Shafiqullah Dar, a 30-year-old teacher in central Kashmir’s Budgam district, too, had planned to have a grand wedding on May 31, with over 300 people in attendance. “My sister got married last year and 600 people had graced the occasion, and we had served a full-fledged wazwan,” he says. In Kashmir, weddings are synonymous with wazwan, a feast comprising 15 to 35 dishes. So important is the wazwan that wedding dates are fixed for when the waza, the cook, is available. Guests sit in groups of four around a traami — a round copper platter that is heaped with rice and loaded with dishes such as seekh kebabs and methi korma. There was none of this for Dar’s wedding. The guest list was trimmed down to 20, and comprised only immediate family. “We savoured a home-cooked meal served on individual plates and the menu was also limited,” he says. “Everyone was so amused to see a baraat, they were calling me a COVID dulha,” he says.

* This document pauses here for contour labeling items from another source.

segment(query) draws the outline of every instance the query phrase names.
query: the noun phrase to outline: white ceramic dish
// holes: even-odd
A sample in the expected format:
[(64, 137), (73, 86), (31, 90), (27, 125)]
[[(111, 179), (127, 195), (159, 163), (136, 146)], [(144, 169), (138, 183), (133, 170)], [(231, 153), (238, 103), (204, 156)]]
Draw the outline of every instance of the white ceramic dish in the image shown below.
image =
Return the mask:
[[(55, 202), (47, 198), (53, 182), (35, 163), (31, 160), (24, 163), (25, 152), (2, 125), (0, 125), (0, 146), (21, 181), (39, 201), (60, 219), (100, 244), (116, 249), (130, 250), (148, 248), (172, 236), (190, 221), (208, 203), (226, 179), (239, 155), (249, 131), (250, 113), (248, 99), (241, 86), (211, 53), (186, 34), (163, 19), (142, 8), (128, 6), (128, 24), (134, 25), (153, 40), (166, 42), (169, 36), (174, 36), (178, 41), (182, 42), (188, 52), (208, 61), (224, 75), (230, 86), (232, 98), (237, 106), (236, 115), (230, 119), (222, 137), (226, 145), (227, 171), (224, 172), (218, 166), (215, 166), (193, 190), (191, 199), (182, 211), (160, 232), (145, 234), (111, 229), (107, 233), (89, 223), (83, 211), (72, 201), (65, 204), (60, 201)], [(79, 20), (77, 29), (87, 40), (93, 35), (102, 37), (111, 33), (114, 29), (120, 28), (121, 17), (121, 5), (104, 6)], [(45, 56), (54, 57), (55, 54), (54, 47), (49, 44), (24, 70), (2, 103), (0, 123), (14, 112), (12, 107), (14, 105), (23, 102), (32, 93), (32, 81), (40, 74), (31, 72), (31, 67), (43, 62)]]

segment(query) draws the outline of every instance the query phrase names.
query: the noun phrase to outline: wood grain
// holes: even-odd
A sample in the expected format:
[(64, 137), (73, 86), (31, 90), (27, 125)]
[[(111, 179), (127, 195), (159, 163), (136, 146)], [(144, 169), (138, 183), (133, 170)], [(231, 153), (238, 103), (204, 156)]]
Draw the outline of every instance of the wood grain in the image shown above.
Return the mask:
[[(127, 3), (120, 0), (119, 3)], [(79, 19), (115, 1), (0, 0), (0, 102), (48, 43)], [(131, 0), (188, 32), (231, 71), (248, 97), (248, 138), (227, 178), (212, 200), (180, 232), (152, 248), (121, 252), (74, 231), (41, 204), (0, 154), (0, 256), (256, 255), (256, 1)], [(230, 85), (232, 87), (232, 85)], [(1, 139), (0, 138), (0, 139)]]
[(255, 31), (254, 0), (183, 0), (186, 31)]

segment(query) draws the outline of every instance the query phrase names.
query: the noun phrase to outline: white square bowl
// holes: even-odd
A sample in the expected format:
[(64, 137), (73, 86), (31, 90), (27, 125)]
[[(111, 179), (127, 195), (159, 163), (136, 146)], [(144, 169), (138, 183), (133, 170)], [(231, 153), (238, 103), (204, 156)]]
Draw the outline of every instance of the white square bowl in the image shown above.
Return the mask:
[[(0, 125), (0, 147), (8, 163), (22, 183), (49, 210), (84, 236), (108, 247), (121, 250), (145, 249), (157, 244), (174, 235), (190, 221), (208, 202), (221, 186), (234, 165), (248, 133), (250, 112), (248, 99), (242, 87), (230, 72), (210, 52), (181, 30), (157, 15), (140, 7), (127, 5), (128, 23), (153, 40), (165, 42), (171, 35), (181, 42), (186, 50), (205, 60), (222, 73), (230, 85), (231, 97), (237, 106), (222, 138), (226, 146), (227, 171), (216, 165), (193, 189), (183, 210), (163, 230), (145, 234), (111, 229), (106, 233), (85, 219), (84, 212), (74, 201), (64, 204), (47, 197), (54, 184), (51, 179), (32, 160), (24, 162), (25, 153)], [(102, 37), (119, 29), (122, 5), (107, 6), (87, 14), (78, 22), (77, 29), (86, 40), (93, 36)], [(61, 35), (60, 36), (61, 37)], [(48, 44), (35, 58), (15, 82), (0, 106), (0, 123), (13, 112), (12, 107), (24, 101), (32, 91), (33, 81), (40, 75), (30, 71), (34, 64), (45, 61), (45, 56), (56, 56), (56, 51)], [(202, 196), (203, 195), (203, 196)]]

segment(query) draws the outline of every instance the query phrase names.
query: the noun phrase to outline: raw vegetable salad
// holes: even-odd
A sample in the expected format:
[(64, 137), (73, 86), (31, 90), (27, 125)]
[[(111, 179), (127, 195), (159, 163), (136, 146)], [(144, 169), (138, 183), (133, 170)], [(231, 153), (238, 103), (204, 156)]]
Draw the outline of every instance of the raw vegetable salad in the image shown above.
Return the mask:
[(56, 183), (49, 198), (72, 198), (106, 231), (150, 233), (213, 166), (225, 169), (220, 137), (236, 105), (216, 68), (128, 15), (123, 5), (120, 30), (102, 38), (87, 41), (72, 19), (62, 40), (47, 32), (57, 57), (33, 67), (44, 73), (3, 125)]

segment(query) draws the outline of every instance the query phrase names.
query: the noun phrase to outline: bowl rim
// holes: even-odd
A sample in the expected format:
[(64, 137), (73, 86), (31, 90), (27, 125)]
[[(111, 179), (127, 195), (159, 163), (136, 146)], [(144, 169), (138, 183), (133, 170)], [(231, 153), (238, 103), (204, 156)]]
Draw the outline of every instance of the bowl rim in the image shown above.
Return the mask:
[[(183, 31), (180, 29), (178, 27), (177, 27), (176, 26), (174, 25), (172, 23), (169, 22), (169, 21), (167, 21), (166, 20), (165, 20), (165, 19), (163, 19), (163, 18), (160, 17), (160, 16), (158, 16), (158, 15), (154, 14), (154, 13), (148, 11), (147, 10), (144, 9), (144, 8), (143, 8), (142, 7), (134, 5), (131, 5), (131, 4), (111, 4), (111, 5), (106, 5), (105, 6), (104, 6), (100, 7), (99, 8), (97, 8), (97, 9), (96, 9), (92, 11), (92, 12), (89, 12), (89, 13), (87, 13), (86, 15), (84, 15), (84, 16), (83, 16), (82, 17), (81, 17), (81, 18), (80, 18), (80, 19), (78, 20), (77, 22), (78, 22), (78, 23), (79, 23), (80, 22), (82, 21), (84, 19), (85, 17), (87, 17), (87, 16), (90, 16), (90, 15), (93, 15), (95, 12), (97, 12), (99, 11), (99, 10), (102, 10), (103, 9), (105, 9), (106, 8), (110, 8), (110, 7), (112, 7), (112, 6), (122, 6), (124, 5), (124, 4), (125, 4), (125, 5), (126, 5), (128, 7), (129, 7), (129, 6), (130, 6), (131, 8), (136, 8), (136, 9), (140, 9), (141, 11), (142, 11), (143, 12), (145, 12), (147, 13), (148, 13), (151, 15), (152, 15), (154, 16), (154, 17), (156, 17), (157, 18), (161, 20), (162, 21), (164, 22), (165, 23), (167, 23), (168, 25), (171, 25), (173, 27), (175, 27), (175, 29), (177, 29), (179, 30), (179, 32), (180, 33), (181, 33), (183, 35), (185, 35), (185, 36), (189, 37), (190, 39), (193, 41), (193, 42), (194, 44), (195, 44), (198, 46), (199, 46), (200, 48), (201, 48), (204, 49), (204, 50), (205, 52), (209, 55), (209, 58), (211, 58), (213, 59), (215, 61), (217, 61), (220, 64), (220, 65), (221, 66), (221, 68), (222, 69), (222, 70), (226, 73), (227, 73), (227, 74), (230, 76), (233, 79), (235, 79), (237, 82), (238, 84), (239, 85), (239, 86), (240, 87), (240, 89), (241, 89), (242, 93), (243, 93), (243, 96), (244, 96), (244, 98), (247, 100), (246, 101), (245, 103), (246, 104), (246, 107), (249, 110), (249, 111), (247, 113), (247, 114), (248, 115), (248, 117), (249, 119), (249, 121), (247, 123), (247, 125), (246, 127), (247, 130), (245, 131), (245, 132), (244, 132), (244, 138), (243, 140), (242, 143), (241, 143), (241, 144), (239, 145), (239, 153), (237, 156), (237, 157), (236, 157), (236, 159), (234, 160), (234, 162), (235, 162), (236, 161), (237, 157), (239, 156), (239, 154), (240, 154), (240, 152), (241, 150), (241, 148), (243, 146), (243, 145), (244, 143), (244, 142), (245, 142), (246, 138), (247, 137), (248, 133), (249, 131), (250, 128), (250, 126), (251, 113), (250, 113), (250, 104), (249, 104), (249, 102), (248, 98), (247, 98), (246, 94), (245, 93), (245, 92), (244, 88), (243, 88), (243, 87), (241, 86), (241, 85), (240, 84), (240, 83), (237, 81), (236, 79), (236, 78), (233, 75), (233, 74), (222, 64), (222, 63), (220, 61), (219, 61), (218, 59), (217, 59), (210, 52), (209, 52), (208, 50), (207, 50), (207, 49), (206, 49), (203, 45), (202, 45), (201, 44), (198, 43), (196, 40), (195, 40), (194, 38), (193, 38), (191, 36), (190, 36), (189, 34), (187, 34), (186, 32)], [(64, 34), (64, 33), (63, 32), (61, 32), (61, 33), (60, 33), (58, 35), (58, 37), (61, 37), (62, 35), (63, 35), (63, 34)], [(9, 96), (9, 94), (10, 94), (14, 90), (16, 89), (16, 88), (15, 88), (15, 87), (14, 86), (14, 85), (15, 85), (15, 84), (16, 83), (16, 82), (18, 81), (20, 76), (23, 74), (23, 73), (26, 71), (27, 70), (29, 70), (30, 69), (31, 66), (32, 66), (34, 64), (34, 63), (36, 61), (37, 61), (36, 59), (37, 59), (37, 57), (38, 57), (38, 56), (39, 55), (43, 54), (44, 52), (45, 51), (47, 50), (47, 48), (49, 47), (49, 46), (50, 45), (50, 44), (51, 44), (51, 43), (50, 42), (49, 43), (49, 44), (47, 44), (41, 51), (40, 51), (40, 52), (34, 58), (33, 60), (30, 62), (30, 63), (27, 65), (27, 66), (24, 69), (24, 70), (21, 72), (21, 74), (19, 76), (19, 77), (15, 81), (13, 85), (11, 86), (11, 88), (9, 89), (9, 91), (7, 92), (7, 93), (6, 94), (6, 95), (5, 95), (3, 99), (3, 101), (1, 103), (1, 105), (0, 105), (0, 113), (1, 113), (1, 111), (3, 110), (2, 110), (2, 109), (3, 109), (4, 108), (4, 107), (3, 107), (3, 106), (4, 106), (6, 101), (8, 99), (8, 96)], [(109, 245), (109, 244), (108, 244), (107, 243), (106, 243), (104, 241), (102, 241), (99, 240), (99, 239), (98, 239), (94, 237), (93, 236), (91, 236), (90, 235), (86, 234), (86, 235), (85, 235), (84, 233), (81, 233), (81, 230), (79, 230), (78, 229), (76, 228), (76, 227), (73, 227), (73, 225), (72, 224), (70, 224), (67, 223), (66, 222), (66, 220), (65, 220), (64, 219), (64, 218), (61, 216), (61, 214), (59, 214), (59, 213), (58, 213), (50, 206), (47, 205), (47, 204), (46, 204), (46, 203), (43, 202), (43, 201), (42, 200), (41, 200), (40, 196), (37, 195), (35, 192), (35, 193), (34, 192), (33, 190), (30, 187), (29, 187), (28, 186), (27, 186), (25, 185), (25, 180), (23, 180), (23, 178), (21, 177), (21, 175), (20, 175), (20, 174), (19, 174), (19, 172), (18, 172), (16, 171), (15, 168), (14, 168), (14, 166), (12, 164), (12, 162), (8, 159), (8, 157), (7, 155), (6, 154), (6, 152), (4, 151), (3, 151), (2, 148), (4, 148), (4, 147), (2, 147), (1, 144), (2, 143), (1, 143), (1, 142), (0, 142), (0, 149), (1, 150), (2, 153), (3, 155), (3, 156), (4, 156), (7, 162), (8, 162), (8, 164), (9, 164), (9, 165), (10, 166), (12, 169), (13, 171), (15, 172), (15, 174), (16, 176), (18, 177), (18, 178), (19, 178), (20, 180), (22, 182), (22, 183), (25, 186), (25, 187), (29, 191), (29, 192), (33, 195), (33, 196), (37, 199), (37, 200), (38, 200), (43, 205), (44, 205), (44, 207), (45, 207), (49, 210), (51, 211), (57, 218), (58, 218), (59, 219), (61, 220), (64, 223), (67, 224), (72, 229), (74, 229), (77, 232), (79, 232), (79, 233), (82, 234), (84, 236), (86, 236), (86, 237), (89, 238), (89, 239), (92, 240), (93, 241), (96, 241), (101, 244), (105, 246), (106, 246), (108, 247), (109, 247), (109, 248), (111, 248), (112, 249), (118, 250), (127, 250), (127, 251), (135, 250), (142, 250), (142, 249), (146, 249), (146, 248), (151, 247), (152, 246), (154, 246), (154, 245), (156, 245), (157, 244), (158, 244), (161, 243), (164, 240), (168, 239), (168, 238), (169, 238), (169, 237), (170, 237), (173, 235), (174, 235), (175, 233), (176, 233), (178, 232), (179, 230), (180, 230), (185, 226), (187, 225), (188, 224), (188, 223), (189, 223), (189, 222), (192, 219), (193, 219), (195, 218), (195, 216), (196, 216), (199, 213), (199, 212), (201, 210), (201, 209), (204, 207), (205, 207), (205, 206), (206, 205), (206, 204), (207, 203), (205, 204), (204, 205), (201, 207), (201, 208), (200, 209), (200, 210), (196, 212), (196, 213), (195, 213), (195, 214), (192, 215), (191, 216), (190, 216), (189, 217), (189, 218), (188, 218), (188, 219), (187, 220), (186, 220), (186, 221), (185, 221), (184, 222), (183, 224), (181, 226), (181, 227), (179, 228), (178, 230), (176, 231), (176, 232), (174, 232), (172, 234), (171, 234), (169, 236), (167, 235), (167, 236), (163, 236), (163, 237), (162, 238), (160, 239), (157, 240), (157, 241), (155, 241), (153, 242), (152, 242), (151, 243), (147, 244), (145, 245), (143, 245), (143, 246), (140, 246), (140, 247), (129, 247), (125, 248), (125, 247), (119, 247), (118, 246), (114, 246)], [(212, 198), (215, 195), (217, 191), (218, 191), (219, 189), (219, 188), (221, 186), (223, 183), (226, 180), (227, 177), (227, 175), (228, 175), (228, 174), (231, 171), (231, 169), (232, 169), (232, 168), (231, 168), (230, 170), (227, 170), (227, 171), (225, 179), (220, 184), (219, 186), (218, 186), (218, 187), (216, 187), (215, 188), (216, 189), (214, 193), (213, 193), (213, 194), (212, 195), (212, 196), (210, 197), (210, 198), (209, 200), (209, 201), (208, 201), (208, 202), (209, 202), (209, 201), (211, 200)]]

“A lot of weddings in Kashmir happen in June and go on till October. We had some bookings before Ramzan and some after, but now due to the pandemic, most are getting cancelled and we are being asked to return the advance,” says Javed Ahmed Bhatt, who runs Hamdard Tent House in Anantnag district. “We’ve lived through unrest and curfews in 2008, 2010 and 2016, but weddings used to take place, even if fewer in number. But during the pandemic, there have been almost no weddings,” says Bhatt. The few that do happen feature what is being called the “pandemic wazwan”, with fewer dishes cooked and served by wazas in PPE suits and, like at Dar’s wedding, eaten by guests on individual mini traamis.
One of the biggest challenges is preparing the guest list, says Namrata Rajgarhia, owner-founder of Two Fat Ladies, a Mumbai-based wedding planning company. Besides organising two to three different events for different groups of 50 people each, they’ve instituted a strict RSVP system.
According to Tuli, people no longer want to spend huge sums on weddings, and neither do they want large, elaborately decorated venues, where the paucity of guests will only make the contrast with weddings in pre-COVID times appear starker. Food menus have changed because guest lists have shrunk and buffets are being avoided because of hygiene concerns.
The intimate art of bridal make-up is one of the peculiar challenges of weddings right now. Delhi-based make-up artist Leena Bhushan ensures that she’s alone in the room with the bride and one assistant when working. “We’re sanitising our products before and after the make-up, washing our hands constantly and doing temperature checks of the brides, apart from wearing masks, face shields and PPE suits. I’m covered from head to toe,” she says, “But it is taking us four hours instead of two with one bride, so our work has only increased,” she says.
Weddings planners are now required to source masks and sanitisers as well. Good quality masks are bought and made to match the theme of the occasion. “Every table will have a sanitiser and entry and exit will have the standing sanitising unit,” says Tuli. Wedding planning teams have also shrunk in size. “We used to work with full-time employees and freelancers, but now we’ll only work with employees whose backgrounds we’re sure of,” she says.
Still, weddings, like other celebrations, are about families and communities coming together and social distancing remains a challenge. “It’s such a social event, you end up hugging people, touching the feet of elders, or dancing with friends,” Rajgarhia says. Her recommendation is that her clients postpone their plans, if they can. “Those who want to do it now should opt for home ceremonies, with a bigger celebration later.”